First, you’d buy an extravagant home in an extravagant area of a major urban center. Expect to pay a good $1.5M (or more) for that. Assuming you’ve got squeaky clean credit, you’re looking at (and this is optimistic) $6,947 per month.
$870 of that is pure fees, and it will likely be a hell of a lot more because I used such a low interest rate (3.755%) in this calculation. That comes out to $2,500,920 over thirty years. You could do better, but I’m assuming only 5% down since this is a house outside of your price range to begin with.
So now we bring it back to the budget. You make $110,000 per year, and you’re dedicating $83,364 of that to your mortgage. You can probably see how ugly this is going to get. Now you have $26,636 remaining, making your possible lifestyle equivalent to a lower middle class peasant.

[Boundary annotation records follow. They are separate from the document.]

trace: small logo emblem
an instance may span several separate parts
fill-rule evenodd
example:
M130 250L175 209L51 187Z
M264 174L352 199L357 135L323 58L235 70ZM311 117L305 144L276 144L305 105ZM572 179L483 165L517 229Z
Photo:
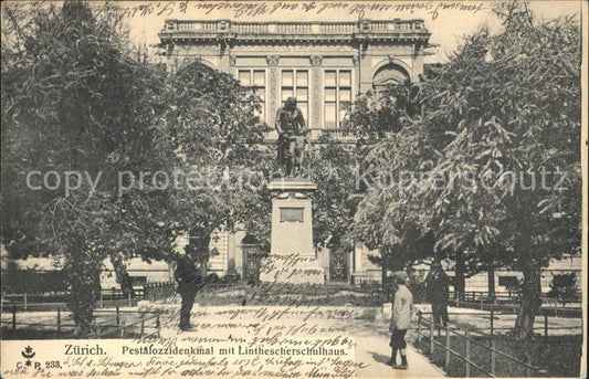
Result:
M21 351L21 356L27 359L25 365L31 366L31 359L34 357L35 352L33 351L33 348L30 346L27 346L24 350Z

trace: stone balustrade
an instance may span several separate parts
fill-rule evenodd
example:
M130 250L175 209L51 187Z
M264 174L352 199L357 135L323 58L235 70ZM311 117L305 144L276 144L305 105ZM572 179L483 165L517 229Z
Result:
M166 20L160 34L188 32L193 34L235 33L311 35L311 34L387 34L428 32L423 20L361 20L351 22L243 22L229 20Z

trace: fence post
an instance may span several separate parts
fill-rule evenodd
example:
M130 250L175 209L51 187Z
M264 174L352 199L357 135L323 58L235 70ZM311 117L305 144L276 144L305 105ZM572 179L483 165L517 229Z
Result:
M433 315L430 315L430 354L433 354Z
M156 310L156 314L157 314L157 317L156 317L156 329L157 329L158 337L159 337L159 333L160 333L160 326L159 326L159 309Z
M490 324L491 324L491 337L493 337L493 323L495 322L495 309L494 309L494 306L493 304L491 304L491 319L490 319Z
M465 377L469 378L471 376L471 364L469 362L471 360L471 339L470 339L470 333L469 330L466 330L464 333L464 336L466 337L466 339L464 340L464 345L465 345L465 362L466 362L466 373L465 373Z
M544 313L544 340L548 341L548 312Z
M448 372L448 369L450 367L450 333L448 330L448 326L444 327L445 330L445 369Z
M526 354L526 378L532 377L532 369L529 368L532 366L532 355Z
M12 330L17 330L17 306L12 306Z
M491 338L491 373L495 375L495 338Z
M159 312L158 312L159 322ZM421 343L421 312L418 313L418 344Z

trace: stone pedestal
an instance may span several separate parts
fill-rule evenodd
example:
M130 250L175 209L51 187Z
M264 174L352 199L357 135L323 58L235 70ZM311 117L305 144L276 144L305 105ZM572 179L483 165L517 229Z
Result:
M262 261L260 281L324 284L325 276L313 246L311 193L317 187L302 178L269 185L272 196L270 256Z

Next, you’d seek to buy no less than two high status cars on credit. They’re new, of course, and shiny as a freshly minted penny. You’re going for a Porsche, and a Range Rover for when you feel like slumming it. Again ball-parking these figures, let’s assume a base cost of $108k for your Porsche and $69k for your Range Rover.

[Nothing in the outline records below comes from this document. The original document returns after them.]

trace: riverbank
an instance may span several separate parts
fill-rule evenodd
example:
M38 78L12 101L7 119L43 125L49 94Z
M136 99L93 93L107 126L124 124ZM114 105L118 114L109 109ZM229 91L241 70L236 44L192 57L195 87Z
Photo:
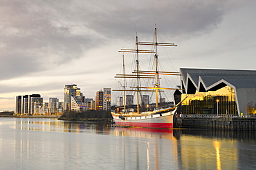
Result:
M0 115L1 118L60 118L62 115Z
M256 131L256 118L178 117L175 127L216 130Z

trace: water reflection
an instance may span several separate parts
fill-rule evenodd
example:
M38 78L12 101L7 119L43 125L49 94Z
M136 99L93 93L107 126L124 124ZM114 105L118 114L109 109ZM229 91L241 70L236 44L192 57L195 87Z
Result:
M104 122L74 122L57 119L23 118L15 121L15 129L33 131L108 134L111 124Z
M6 158L11 158L1 157L0 162L6 167L11 160L43 167L46 160L53 169L56 166L60 166L59 169L66 166L83 169L82 165L90 169L103 169L107 165L106 169L256 169L255 131L122 128L106 123L13 120L15 129L21 131L6 131L3 127L12 123L10 120L0 123L0 149L9 155ZM48 131L60 133L45 133Z

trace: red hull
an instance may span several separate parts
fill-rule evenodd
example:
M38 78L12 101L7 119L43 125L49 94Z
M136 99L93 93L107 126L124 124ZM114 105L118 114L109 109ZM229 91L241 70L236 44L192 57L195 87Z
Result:
M134 122L116 122L118 126L139 127L149 128L173 128L173 123L134 123Z

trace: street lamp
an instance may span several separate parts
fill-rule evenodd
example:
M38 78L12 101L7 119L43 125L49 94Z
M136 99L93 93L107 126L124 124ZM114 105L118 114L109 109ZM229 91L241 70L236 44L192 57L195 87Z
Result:
M218 116L218 115L219 115L219 99L216 100L216 102L217 102L217 116Z

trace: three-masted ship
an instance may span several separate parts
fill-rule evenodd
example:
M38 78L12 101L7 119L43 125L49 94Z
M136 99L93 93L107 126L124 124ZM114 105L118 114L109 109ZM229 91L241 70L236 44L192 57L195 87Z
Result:
M176 105L174 107L161 107L158 105L158 94L164 89L177 89L176 88L161 87L160 85L160 81L161 75L176 75L179 76L179 72L161 72L158 69L158 55L157 47L159 45L173 47L177 46L174 43L159 43L157 41L157 30L154 30L154 42L138 42L138 36L136 36L136 47L134 50L122 49L120 52L132 52L136 53L136 70L133 74L126 74L125 72L125 60L123 59L123 74L117 74L115 78L124 78L124 85L122 89L116 89L113 91L123 92L123 107L117 108L115 111L111 111L112 116L117 126L123 127L151 127L151 128L172 128L173 127L173 116L176 111ZM139 50L139 45L154 45L154 50ZM138 55L140 53L153 53L154 56L154 70L140 70ZM127 89L125 85L125 78L136 78L137 85L134 87L129 87L131 89ZM155 83L152 87L141 87L140 80L143 78L154 78ZM128 91L134 91L136 95L136 111L131 111L126 106L126 96L125 93ZM156 103L154 104L155 107L150 111L142 111L140 108L140 93L154 92L156 94Z

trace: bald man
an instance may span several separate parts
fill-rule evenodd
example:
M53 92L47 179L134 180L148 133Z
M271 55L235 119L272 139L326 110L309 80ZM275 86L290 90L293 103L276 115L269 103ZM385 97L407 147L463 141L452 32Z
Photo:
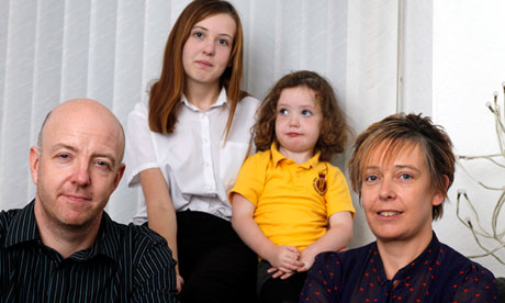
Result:
M47 115L37 145L34 201L0 213L0 302L177 302L166 240L103 211L124 172L114 114L67 101Z

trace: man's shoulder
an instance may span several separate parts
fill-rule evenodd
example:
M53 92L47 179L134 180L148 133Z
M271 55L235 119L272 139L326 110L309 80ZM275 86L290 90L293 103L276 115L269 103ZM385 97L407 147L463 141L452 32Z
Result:
M144 246L167 246L167 240L147 226L135 225L133 223L123 224L113 220L110 221L110 224L111 228L115 229L115 233L117 233L120 237L131 237L134 246L138 246L139 244Z
M8 210L0 211L0 247L3 247L3 242L5 240L7 231L11 226L13 217L19 214L22 210Z

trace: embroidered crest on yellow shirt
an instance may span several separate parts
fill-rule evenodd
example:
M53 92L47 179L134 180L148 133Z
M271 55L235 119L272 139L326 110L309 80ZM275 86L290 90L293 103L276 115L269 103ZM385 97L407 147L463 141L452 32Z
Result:
M314 182L313 182L315 191L321 195L325 194L327 190L325 177L326 175L324 172L319 172L319 177L314 178Z

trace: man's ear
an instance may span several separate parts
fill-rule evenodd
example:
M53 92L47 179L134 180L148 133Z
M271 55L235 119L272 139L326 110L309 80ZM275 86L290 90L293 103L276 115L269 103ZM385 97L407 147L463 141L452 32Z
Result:
M32 180L37 184L38 169L41 162L41 150L35 146L30 148L30 172L32 173Z
M124 169L126 166L124 164L120 165L120 168L117 169L117 173L115 175L115 180L114 180L114 189L113 191L117 188L120 184L121 178L123 178Z

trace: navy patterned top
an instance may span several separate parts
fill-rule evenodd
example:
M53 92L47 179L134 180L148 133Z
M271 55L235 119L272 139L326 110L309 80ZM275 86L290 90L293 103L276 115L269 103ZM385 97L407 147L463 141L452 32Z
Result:
M42 243L33 206L0 212L0 302L177 302L158 234L104 212L94 245L64 259Z
M377 243L317 255L300 302L497 302L493 273L438 242L392 280L385 278Z

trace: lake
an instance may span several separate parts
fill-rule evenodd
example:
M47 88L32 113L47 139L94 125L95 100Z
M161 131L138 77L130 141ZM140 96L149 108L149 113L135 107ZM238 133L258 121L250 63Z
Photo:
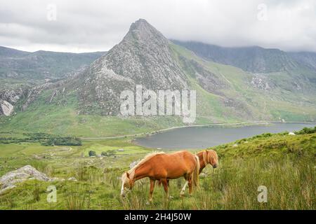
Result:
M316 124L271 123L244 127L187 127L136 139L138 145L162 149L205 148L263 133L294 132Z

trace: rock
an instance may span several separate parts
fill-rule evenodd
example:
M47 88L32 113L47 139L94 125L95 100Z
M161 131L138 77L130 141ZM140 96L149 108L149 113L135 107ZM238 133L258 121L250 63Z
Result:
M11 190L14 188L16 188L16 186L15 185L11 185L10 186L8 186L2 190L0 190L0 195L5 193L6 191L8 191L8 190Z
M0 101L0 114L9 116L13 111L13 106L7 101Z
M65 181L65 179L63 178L53 177L49 180L49 181Z
M49 178L30 165L24 166L17 170L4 174L0 178L0 190L4 192L12 189L18 183L36 179L41 181L62 181L62 178Z

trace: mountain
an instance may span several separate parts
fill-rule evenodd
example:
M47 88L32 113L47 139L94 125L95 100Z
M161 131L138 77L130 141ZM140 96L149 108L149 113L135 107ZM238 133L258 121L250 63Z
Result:
M0 127L100 136L184 125L179 116L122 116L120 93L134 92L136 85L153 91L196 90L195 124L316 120L316 73L288 54L256 47L234 50L236 58L230 58L244 63L242 69L208 59L177 43L138 20L120 43L89 66L67 78L21 91L11 101L11 115L0 117Z
M60 78L90 64L105 53L76 54L44 50L29 52L0 47L0 78L37 80Z
M224 48L196 41L173 41L206 59L232 65L254 73L269 73L291 69L298 66L287 52L258 46Z
M136 85L152 90L183 89L184 72L174 61L169 41L146 20L131 25L123 40L94 62L80 78L81 113L97 106L103 115L117 114L120 92Z
M289 54L297 62L316 71L316 52L291 52Z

Assuming again that you had squeaky clean credit and knew a couple people before starting this fool’s errand, you get the low low rate of 2.770% on both loans. That’s a total of $3,163 spent on car loans per month, which is $37,956 per year, for a total of $189,780 over the course of five years.
Hey, the good news is you won’t have to replace them when the loan is up. Your net worth has long been in the negative, but now your actual bank account is too!

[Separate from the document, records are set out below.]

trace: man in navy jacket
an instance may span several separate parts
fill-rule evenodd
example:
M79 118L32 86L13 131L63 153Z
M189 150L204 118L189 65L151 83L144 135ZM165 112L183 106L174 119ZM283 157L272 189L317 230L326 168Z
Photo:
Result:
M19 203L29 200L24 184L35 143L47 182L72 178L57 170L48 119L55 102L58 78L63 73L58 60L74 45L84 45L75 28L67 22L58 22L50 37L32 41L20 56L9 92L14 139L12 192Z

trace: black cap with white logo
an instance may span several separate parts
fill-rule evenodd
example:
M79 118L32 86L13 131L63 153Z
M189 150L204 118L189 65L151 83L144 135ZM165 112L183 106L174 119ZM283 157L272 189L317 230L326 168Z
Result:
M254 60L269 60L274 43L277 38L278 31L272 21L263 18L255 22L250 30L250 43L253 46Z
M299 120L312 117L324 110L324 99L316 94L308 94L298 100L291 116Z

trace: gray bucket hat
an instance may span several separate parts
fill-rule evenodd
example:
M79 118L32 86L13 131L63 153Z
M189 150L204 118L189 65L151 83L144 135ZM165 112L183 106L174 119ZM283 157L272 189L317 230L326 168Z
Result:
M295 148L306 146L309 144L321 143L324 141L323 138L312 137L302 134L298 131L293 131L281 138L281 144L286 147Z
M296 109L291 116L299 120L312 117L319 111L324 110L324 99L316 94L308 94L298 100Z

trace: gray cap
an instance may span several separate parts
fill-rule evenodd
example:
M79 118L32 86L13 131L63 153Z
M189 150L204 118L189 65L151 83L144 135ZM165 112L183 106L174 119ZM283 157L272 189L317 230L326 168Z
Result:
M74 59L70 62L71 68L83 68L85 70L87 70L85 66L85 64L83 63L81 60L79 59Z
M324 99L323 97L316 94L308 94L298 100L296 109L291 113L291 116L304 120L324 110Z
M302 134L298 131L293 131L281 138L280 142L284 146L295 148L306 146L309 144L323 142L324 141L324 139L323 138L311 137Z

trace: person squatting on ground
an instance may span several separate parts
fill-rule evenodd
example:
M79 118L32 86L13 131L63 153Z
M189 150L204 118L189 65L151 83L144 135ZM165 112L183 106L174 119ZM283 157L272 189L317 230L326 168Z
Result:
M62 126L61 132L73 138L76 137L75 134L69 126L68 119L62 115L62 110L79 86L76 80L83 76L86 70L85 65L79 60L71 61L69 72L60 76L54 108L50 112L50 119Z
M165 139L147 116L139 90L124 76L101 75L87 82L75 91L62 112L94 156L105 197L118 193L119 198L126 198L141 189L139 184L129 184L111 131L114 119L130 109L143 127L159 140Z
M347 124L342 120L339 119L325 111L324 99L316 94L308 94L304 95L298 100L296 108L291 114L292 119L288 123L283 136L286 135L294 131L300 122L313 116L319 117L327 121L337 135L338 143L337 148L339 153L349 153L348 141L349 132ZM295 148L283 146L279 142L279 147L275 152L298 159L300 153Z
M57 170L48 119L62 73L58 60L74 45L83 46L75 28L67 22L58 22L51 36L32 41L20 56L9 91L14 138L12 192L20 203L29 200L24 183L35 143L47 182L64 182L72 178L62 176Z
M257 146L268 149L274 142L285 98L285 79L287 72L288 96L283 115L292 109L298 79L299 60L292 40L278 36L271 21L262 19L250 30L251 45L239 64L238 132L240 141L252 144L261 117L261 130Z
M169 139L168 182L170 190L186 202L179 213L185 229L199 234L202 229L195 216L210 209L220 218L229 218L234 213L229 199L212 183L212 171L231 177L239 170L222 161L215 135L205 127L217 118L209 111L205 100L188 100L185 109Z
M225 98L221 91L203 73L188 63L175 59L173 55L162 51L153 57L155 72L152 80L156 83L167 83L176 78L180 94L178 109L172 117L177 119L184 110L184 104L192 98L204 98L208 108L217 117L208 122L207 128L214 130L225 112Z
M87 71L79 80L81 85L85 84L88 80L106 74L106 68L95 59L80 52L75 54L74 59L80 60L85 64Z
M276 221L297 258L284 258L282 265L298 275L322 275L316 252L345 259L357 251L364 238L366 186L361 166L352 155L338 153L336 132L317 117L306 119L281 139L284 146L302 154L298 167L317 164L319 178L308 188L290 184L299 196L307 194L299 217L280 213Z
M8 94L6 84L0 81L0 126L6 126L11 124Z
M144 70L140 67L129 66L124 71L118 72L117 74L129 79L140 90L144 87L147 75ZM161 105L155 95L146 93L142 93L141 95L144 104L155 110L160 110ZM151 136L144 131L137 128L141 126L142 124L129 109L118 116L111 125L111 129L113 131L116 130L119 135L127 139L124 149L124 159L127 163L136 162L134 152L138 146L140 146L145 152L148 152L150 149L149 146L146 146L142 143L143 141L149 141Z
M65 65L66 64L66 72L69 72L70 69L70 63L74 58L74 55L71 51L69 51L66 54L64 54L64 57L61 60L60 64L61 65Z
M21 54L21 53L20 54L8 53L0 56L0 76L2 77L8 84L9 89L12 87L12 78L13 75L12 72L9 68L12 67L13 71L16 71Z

That’s nothing a few well timed personal loans can’t solve, though. You had good credit when all this began, right? Never you mind the day is fast approaching where something’s gonna have to give.
What about kids?
For people like you, age doesn’t exist! You can pop out a few kids (kids you can’t afford any more than the other lower class people can) and live vicariously through them.
I did the math on this one already, but I did it for my own (much more modest than this hypothetical) financial circumstances. Let’s assume that by now your hubris is only a mask and you’ve realized how badly you’ve fucked yourself, though. Let’s assume you spend as much rearing your children as the rest of us. (You won’t, but I’m not running those figures over again)
That’s $232,000 per child, from birth to age 17, and you just have to have one of each. Your son and daughter won’t cost you the same every year, but we’re going to divide by a solid 18 and just think happy thoughts as if we were applying for another loan.
You’re looking at spending $12,889 per child per year, so that’s another $25,778. If you’ve been paying attention, that puts you in the red $37,098 per year. That’s a $3,091.50 deficit per month.
You’ll postpone the inevitable with the aforementioned personal loans, then with credit cards, then you’ll have to start selling things off. Eventually you’ll have a bankruptcy under your belt.
But hey, ya got to play rich for a while. That’s something, right?
The above was the end of the post I originally wrote, but after seeing the following tweet from Hutt, I decided to rerun the numbers.
$200K is the new $100k
— Hutt (@HuttFrame) September 26, 2017
I doubled the amount of Upper Middle Class Monty’s hypothetical salary to $220k, keeping all expenses the same and assuming again his credit is good enough to get such low interest rates. People, it turns the entire post on it’s head and makes Upper Middle Class Monty less of a tragedy.
While I’m still in the “don’t buy shit you don’t need” camp, if you’re hell bent on signalling status like this you should see the differences below first. While this still doesn’t translate to wealth, as there is a lot of debt involved, at least Monty ain’t in the red.
Setup: $1.5M home, Porsche, Range Rover, 2 Kids, total expense $147,098 annual
At $110,000 annual income, that’s a $37,098 yearly deficit.
At $220,000 annual income, there’s $72,902 yearly surplus.
That translates to $6,075.16 to live off of every month, meaning you’d have an upper class appearance while living a “middle middle class” lifestyle. That’s essentially the American Dream, even though it isn’t what I’d want to do.
If you avoided adding too many unnecessary expenses (I mean, you’ve got three huge unnecessary expenses in this hypothetical already) then you could live reasonably well.
An interesting thought, if nothing else.